Kadın, kocası uyurken onun cep telefonunu didik didik kontrol edince, tanımadığı üç farklı telefon kaydına rastlamış.

* Müşfik Kadın,
* Harika Kadın,
* Rüyalarımın Kadını...

Tabi kadın müthiş sinirlenmiş!
Elleri titreyerek ilk numarayı aramış, karşısına kocasının annesi çıkmış.

İkinci numarayı arayınca, kocasının kız kardeşi ile bir süre konuşmak zorunda kalmış. 

Üçüncü numarayı arayınca, bu sefer kendi telefonu çalmaz mı?

Masum kocasından şüphelendiği için çok üzülmüş ve ağlamaktan gözleri şişmiş.
Bir türlü affedememiş kendini, düşünmüş taşınmış ve eşine harika bir takım elbise almaya karar vermiş.
En yakın mağazaya gitmiş, en güzel ve en pahalı elbiseyi almış.

Doğal olarak kocası çok mutlu olmuş.
Ay sonu gideceğim şehir dışındaki toplantı da, bunu giyebilir miyim? demesi kadını da çok mutlu etmiş.
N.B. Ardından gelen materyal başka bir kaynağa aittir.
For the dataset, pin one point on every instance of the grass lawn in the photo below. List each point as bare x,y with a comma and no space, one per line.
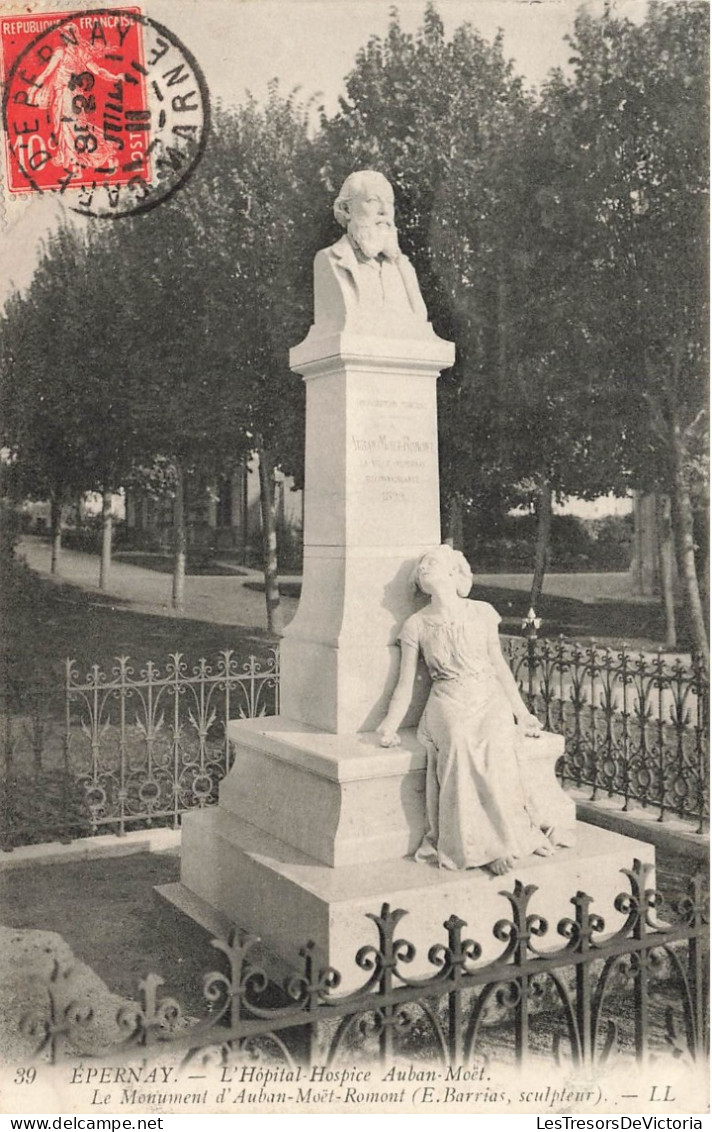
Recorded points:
635,624
164,564
44,623
106,911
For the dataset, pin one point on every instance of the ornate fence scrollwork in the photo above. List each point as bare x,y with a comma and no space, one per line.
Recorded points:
575,993
128,748
636,726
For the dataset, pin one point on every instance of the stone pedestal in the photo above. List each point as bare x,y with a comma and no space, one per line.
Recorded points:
371,509
316,821
312,832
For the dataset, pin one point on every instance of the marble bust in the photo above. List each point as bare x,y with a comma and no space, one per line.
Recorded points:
363,283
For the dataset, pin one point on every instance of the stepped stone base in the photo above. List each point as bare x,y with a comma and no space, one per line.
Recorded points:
257,882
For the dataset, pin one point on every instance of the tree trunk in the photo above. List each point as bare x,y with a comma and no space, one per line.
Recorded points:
666,552
178,599
56,530
685,539
106,534
275,622
454,532
541,549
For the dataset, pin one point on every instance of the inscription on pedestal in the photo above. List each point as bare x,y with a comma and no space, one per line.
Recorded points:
393,452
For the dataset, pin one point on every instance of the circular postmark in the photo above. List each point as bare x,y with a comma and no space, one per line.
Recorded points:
106,108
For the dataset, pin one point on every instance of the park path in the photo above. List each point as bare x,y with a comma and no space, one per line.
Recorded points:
224,600
229,600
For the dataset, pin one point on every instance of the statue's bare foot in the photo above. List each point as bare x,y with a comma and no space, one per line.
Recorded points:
552,835
500,865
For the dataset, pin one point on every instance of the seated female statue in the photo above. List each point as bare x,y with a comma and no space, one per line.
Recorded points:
475,805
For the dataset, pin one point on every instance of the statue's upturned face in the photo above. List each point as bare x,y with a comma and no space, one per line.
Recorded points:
435,572
372,204
371,217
Günler geçmiş ve nihayet ay sonu yaklaşmış.

Koca telefonun da; “Tesisatçı Arif” ismiyle kayıtlı arkadaşıyla baş başa nefis bir hafta sonu geçirmiş.

Fıkra bu belki ama insan ilişkilerinde sevgiyi, saygıyı ve güveni kaldırdığınızda geriye bomboş ve anlamsız bir hayat kalmaz mı?
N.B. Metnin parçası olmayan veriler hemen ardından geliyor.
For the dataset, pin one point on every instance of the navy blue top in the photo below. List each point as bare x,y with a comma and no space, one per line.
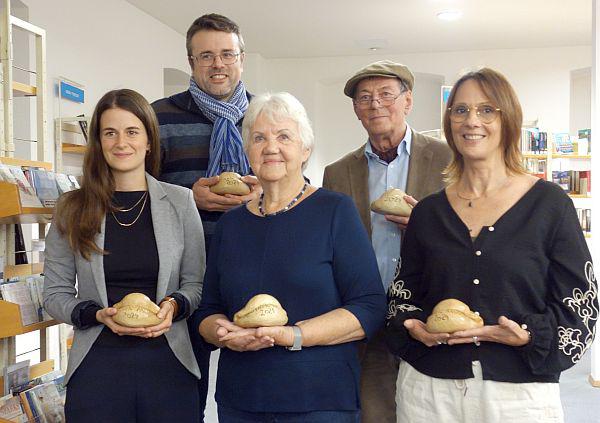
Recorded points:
314,258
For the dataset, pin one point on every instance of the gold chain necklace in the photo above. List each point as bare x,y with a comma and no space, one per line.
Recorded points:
136,204
145,197
470,200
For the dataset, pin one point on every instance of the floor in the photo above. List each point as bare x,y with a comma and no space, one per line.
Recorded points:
581,402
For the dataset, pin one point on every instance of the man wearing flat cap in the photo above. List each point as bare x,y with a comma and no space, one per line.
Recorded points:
394,156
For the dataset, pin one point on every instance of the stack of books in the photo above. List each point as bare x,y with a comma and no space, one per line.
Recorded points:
585,219
27,293
37,186
39,400
573,181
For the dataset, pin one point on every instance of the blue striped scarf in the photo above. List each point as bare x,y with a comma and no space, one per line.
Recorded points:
226,150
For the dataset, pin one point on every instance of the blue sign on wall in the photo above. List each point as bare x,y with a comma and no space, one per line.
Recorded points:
71,92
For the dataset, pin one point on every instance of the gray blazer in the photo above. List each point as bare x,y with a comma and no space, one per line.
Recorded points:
180,243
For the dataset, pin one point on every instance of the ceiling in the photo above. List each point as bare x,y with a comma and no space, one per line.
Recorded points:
313,28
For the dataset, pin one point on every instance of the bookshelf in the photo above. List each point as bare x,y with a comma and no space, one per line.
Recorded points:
11,210
10,321
571,170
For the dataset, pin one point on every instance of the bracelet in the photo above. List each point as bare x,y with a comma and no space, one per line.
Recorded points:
173,302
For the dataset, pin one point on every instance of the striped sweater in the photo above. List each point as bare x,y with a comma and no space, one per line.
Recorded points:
185,147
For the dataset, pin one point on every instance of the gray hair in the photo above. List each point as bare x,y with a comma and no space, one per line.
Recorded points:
278,106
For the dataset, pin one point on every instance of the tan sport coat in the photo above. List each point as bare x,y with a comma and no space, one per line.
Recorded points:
350,174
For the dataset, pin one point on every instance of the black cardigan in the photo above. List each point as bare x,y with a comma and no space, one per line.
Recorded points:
532,266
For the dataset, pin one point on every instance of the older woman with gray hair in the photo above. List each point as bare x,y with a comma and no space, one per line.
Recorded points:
307,248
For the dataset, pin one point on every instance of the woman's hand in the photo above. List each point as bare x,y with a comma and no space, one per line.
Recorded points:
105,315
281,335
418,331
506,332
239,339
166,313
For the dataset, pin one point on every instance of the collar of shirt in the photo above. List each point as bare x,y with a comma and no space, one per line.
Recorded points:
403,147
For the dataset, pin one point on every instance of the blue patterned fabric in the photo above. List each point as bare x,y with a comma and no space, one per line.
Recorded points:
226,149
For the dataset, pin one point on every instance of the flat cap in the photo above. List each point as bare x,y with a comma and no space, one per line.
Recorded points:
385,68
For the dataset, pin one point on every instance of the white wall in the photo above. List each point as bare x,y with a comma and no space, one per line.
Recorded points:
541,78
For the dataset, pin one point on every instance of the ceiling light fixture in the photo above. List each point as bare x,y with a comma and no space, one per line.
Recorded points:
449,15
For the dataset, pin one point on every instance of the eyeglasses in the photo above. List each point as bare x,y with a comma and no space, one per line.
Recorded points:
486,113
385,99
207,59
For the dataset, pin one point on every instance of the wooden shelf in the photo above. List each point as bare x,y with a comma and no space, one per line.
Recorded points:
11,210
73,148
535,155
571,156
23,90
15,270
35,371
10,321
26,163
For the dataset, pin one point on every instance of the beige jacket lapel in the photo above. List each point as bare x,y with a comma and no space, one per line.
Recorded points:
419,169
358,175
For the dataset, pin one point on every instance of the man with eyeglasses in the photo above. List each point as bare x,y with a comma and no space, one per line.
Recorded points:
394,156
200,135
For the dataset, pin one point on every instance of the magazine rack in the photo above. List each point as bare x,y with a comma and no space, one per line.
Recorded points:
11,210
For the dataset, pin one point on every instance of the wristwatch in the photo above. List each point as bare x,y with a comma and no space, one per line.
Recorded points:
297,345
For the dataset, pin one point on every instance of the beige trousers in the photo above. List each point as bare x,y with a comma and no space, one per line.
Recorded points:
422,398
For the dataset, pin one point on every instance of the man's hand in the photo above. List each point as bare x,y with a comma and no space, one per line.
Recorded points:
401,221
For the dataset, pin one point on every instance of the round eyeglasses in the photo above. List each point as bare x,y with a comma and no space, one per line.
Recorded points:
207,59
485,112
384,100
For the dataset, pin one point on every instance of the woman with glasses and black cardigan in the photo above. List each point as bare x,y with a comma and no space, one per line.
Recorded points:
508,245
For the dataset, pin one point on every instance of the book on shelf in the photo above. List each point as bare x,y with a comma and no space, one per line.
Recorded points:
534,141
26,191
27,293
19,293
44,403
536,167
15,375
42,399
573,181
45,186
12,410
83,127
585,141
585,219
563,144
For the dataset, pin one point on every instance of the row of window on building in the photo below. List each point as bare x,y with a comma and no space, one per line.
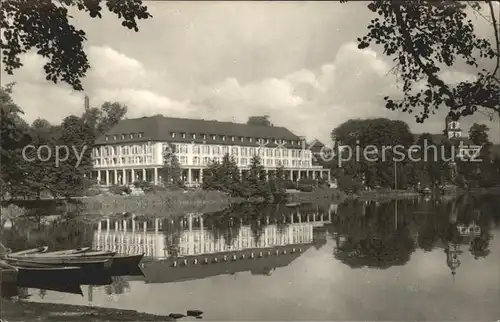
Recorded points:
214,137
125,136
142,149
105,151
201,161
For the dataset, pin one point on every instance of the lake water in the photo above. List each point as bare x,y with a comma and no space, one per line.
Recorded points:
420,260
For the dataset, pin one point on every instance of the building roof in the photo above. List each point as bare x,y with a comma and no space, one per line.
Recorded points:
160,128
315,146
165,272
440,138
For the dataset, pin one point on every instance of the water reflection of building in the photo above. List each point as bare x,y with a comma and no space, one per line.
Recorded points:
128,236
198,252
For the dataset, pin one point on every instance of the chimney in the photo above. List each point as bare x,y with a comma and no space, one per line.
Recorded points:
87,102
Özgürlüğüne sınırsız alan açan, empati kurmayan, her şeyi oldu bittiye getirmeye çalışan herkes, başkalarının özgürlük alanına müdahale etmiş sayılır.

Memleketin manzarası da böyle, Tesisatçı Arifin kim olduğunu sorgulamayan kadının başına gelen, bu memlekette herkesin başına gelmez mi?
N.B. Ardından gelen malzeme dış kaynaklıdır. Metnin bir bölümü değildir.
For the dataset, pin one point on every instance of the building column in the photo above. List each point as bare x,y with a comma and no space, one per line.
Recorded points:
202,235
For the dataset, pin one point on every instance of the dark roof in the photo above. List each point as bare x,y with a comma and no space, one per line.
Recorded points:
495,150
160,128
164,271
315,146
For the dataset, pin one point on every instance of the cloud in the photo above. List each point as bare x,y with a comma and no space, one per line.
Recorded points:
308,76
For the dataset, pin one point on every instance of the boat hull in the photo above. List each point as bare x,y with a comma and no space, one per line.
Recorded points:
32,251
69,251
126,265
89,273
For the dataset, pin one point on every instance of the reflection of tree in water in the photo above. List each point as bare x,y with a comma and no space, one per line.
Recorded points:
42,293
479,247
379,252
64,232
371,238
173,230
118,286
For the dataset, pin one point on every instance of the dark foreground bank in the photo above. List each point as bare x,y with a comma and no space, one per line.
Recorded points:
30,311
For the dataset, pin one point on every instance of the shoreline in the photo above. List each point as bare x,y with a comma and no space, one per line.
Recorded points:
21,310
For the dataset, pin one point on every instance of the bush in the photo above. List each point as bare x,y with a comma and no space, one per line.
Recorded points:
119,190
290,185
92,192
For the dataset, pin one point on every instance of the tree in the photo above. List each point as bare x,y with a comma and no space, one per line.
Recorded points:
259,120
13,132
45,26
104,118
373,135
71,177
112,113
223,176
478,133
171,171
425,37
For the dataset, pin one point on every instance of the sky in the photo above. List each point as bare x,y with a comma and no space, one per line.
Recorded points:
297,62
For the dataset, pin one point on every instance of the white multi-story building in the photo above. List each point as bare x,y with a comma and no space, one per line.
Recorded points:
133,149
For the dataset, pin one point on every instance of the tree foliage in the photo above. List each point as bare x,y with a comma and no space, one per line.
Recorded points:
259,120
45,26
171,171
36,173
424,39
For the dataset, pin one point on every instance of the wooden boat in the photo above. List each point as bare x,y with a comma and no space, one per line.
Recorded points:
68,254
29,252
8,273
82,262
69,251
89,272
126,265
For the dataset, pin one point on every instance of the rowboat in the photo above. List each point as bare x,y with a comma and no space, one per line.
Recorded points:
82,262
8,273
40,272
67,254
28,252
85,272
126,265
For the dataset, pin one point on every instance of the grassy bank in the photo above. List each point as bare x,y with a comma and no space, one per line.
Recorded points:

Her gün aldatan, milleti dolandıran onlarca habere tanık olduğumuz gibi, son zamanlarda sıkça karşılaştığımız, yüksek faturaları da bu kategoriye koymakta fayda var.

Kuzuyu kurda teslim ederek bu sorun çözülmeyeceği gibi.
Kümesin anahtarını tilkiye vermekle, tavukların geleceğini güvence altına alamazsınız.

Bu sorunun temelinde ahlak ve değerlerin çöküşü var.
Bu çöküş durdurulmadığı sürece yalan ve kurnazların alanı genişlemeye devam edecektir.

İvedilikle yapılması gereken şey, toplum düzeni ve sağlıklı bireylerin geleceği için, sevgi, saygı ve güvenin yeniden tesisini sağlayarak, yalanın, hilenin, kurnazlığın ve uyanıklığın önüne geçmektir.